I sauntered under the rotting wooden arch, careful not to hit the throng of dwarf-like minions that ran and clung to my side.
"SEPHORA, Natasha said she would show me her booger but it was just mud and water and I just don't think that's fair and she's being really mean and I need help."
"SEPHORA, Taytym said that she didn't like my dress."
"SEPHORA, Vindya pushed me and whipped me with her towel."
After my daily run, Camp Ajawah's youngest members always greeted me with their usual, sometimes ludicrous dilemmas. It often surprised me how easily they had accepted my new name, my new identity as their counselor. Just two years ago, I had been among their ranks, sleeping in their military-esque tents and allowing myself to be shaped by my then-counselors' seemingly infinite wisdom. At that time, they called me "Audrey" or "Hepburn" for my namesake. Now, the titles had seemingly slipped from their vocabularies.
Very rarely are we given a chance to rename ourselves, to redefine personas. I spent two years trying to choose my counselor name and sifted through thousands of possibilities. I wanted a name that would exude my identity, something that conveyed meaning beyond a couple of letters and syllables. I sometimes wanted to be Coda for my love of music or Rajah for my passion for all things Disney.
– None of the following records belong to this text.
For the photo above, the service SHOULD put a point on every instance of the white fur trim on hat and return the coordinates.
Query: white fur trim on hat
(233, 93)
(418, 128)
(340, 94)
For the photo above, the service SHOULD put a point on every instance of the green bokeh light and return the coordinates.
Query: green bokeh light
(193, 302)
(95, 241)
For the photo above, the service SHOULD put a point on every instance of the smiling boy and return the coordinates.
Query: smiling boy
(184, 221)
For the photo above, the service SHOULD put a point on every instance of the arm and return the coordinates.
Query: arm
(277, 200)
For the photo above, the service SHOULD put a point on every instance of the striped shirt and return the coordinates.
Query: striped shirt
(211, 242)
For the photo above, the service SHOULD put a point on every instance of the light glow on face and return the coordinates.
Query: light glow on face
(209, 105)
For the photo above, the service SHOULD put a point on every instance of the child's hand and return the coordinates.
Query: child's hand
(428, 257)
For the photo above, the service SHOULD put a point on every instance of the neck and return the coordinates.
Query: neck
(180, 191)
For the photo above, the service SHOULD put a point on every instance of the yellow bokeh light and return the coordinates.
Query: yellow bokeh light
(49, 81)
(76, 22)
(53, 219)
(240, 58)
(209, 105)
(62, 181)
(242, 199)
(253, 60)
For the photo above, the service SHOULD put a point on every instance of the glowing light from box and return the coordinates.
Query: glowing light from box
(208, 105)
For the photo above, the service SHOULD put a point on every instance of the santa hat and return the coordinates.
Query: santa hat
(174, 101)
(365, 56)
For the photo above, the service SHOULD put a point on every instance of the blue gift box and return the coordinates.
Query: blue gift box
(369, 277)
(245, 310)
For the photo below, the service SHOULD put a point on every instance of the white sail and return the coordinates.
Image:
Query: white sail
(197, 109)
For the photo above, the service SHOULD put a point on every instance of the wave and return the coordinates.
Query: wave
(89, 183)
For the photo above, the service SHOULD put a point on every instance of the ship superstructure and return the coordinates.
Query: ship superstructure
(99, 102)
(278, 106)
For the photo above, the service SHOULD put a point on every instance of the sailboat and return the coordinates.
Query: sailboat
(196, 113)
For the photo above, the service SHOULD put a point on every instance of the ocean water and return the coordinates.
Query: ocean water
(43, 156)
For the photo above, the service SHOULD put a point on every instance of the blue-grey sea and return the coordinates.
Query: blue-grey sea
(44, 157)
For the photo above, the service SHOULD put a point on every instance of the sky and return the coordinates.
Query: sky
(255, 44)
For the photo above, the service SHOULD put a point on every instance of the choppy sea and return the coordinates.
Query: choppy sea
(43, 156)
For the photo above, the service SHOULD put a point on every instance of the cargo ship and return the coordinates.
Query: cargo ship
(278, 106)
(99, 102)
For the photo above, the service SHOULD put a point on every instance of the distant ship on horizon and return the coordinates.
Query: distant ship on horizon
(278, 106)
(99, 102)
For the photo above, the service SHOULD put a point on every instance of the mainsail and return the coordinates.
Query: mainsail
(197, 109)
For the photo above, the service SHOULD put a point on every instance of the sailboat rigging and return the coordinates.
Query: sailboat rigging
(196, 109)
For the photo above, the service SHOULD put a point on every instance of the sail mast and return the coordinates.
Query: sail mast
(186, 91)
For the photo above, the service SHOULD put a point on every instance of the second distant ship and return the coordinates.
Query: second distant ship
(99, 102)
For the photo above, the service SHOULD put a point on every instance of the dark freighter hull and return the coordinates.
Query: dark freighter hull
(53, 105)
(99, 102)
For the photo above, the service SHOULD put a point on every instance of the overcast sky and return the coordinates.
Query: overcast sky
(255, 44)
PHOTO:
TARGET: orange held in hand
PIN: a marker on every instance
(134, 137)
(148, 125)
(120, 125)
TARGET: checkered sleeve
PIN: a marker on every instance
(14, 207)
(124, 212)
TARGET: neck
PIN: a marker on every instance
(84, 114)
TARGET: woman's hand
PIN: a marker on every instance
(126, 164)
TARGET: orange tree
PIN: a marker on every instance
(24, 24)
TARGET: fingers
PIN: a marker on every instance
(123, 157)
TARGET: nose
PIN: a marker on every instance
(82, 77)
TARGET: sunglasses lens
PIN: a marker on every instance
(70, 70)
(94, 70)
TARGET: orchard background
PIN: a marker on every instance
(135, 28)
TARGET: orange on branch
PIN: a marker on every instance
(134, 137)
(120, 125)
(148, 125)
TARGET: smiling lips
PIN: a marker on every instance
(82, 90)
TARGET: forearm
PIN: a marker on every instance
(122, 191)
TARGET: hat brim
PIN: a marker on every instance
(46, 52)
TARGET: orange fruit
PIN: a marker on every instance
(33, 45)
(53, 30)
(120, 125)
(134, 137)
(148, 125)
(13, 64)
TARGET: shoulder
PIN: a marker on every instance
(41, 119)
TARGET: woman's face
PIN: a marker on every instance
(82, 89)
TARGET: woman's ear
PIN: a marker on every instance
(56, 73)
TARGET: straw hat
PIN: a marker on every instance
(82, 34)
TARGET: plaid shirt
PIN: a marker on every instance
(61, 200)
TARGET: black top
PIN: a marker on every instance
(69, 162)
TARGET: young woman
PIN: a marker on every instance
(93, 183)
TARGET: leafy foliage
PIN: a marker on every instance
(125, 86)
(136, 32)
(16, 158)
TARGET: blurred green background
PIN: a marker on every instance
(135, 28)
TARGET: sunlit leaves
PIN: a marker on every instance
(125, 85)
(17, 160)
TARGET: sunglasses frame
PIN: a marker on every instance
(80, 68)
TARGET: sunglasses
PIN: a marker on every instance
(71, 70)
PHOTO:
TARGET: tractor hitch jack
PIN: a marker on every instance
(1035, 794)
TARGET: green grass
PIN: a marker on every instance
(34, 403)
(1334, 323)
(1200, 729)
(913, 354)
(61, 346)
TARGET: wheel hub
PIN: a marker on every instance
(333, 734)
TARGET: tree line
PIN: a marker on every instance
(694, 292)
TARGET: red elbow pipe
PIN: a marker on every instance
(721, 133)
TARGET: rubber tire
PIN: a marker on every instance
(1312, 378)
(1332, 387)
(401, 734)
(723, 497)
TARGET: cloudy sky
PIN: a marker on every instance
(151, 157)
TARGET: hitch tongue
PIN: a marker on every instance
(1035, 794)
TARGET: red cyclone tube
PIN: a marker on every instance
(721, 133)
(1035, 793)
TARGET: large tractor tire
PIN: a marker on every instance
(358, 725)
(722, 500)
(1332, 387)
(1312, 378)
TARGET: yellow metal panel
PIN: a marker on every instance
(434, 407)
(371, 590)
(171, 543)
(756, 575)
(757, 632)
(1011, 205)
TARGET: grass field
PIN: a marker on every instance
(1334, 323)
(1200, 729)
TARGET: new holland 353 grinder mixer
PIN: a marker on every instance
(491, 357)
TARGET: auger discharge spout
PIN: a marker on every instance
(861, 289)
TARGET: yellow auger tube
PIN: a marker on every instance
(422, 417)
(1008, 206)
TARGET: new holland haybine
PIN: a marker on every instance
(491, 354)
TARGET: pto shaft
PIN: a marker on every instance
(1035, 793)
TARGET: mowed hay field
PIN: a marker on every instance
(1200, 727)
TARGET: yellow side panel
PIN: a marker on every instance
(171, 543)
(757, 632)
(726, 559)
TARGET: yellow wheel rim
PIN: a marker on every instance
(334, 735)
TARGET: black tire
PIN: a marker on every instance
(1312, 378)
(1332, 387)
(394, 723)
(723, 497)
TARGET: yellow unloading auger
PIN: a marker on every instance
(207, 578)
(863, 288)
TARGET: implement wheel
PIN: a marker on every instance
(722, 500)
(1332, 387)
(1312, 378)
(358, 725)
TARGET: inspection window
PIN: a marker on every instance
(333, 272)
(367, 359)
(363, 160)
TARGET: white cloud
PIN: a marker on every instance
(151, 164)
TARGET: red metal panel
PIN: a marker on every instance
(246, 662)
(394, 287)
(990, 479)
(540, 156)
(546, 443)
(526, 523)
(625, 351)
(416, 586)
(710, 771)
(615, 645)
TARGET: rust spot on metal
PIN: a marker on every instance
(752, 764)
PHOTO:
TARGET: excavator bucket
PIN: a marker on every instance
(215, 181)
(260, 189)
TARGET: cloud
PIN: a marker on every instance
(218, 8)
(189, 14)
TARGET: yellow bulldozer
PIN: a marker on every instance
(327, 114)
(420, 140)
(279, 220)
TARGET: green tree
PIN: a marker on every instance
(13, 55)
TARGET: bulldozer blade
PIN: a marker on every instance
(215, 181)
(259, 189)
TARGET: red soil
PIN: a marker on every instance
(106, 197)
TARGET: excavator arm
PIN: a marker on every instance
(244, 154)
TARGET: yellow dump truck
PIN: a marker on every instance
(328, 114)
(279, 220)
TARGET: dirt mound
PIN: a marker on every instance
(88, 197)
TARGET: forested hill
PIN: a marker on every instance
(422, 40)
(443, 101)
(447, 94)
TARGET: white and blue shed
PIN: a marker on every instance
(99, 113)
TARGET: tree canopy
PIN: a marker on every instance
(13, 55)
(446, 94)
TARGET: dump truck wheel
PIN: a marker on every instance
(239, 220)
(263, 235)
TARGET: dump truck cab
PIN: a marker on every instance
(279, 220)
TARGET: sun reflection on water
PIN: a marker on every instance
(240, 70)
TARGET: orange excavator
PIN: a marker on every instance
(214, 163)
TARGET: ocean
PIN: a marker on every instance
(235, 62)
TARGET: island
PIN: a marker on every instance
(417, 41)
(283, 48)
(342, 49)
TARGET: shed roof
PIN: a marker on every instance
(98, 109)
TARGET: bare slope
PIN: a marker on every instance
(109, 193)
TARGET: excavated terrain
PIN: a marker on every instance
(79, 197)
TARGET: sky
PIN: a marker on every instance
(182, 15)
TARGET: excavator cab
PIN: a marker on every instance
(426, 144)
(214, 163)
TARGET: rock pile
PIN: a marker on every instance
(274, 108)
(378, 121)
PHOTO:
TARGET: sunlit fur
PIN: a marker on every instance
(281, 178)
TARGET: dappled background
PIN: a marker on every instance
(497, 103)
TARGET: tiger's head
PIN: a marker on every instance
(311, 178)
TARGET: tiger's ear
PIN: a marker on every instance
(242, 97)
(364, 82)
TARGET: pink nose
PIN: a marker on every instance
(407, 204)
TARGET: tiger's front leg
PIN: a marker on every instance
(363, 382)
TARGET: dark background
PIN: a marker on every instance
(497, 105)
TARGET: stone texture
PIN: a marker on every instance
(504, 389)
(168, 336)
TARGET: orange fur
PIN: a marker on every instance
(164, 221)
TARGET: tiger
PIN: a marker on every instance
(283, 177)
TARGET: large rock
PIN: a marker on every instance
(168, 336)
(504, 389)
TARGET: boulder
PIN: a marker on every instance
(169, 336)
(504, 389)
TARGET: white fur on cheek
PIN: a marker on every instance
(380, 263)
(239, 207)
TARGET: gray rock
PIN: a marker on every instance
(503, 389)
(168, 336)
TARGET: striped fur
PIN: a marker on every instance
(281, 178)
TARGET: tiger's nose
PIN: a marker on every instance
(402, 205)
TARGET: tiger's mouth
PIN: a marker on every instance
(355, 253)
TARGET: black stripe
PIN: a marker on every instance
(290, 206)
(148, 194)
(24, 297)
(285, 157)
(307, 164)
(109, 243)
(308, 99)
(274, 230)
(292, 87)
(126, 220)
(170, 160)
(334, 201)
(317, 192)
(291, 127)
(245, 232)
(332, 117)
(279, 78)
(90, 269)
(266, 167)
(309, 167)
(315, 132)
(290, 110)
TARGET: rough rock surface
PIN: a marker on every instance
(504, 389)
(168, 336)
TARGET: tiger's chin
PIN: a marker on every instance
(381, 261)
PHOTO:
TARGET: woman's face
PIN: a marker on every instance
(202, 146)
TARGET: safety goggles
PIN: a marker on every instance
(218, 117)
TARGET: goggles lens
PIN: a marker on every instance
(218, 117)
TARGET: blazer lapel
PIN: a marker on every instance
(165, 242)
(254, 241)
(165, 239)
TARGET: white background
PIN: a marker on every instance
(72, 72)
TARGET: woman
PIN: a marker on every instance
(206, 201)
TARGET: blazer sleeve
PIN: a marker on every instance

Still, I struggled to find a name that would account for all of my complexities and desires, for all that I wanted new campers and peers to perceive about me.
Walking around the Mall of America on the typical twenty-degrees-below-zero Minnesota day, I stumbled upon my chosen name unexpectedly. Yet, like a line in an archetypal karate movie, it was destiny. "Sephora" was superficial, overused, and nothing like what I had imagined. However, it was perfect. After deeper study, I realized Sephora was not merely the brand name of a Parisian make-up franchise. It was the name of Moses' wife, a woman who abandoned social regulations to follow her religion and passions. In Hebrew, it even signified "bird", someone who travels and overcomes. While it did not convey everything, it displayed pieces of my character and became me.
After living as Sephora for two summers, I now know that it is not the name that shapes us, but we who shape the name. "Sephora" was not perfect, but it was mystical and strong and reminded me of where I was and my roots. In my mind, I came to associate it with my religion and experiences. My peers, on the other hand, simply came to associate it with the girl dressed in a cow suit, laughing and enjoying the numbered days at her home. That, too, was okay with me.